Esclarecimento de alguns questionamentos sobre o fenômeno da extrafiscalidade, analisando seus principais efeitos e proporcionando um maior entendimento acerca dessa importante função presente no direito tributário.

1. Introdução

A Extrafiscalidade é um tema de importância primordial nas questões de tributação e no impacto direto que o direito tributário tem no cotidiano dos indivíduos. O uso extrafiscal dos tributos é instrumento altamente conveniente para que o Poder Público possa reverter situações que estão ocorrendo na sociedade ou provocar mudanças no cenário social. Além de conseguir, dessa forma, controlar hábitos de consumo ou direcionar práticas sociais, a extrafiscalidade é utilizada na efetuação de objetivos constitucionais, como a proteção ao meio ambiente e a justiça social. Destarte, nota-se a relevância que tal assunto, tão pouco explorado pela doutrina e muitas vezes despercebido por grande parte dos indivíduos, possui para a sociedade como um todo. Visando desmistificar este tema e revelar características de cunho intrigante que ele traz à tona, o presente artigo desvenda alguns temas selecionados e busca esclarecê-los, proporcionando uma reflexão e entendimento de alguns dos principais desdobramentos da extrafiscalidade.

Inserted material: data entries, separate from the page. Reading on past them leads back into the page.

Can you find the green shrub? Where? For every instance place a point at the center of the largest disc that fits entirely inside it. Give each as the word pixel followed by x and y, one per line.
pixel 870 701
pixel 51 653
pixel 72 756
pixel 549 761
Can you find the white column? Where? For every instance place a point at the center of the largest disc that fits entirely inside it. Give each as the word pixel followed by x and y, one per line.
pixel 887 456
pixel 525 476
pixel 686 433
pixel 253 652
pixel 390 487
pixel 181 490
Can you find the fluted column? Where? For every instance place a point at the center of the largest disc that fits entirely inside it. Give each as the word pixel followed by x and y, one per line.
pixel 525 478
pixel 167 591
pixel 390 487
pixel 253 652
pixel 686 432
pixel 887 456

2. Conceito de extrafiscalidade e sua importância

O Estado possui o dever de exercer competências voltadas para o bem da sociedade através da prestação de serviços públicos e edificação de obras com vistas a satisfazer as necessidades dos cidadãos. Tendo em vista o poder-dever de atender as demandas da sociedade, fornecendo-lhe recursos importantes para o bem coletivo, faz-se necessária a existência de um meio pelo qual a União possa fazer frente às despesas decorrentes disso. Essa é a principal finalidade e justificativa primária para a existência dos tributos. A tributação encontra-se em centralidade no contrato social estabelecido entre os cidadãos para que se alcance o bem-comum. Ela emana do Estado, e tem força tão expressiva quanto à manutenção de ordem interna, declaração de guerra ou a aplicação de uma punição aos delitos que os cidadãos comentem.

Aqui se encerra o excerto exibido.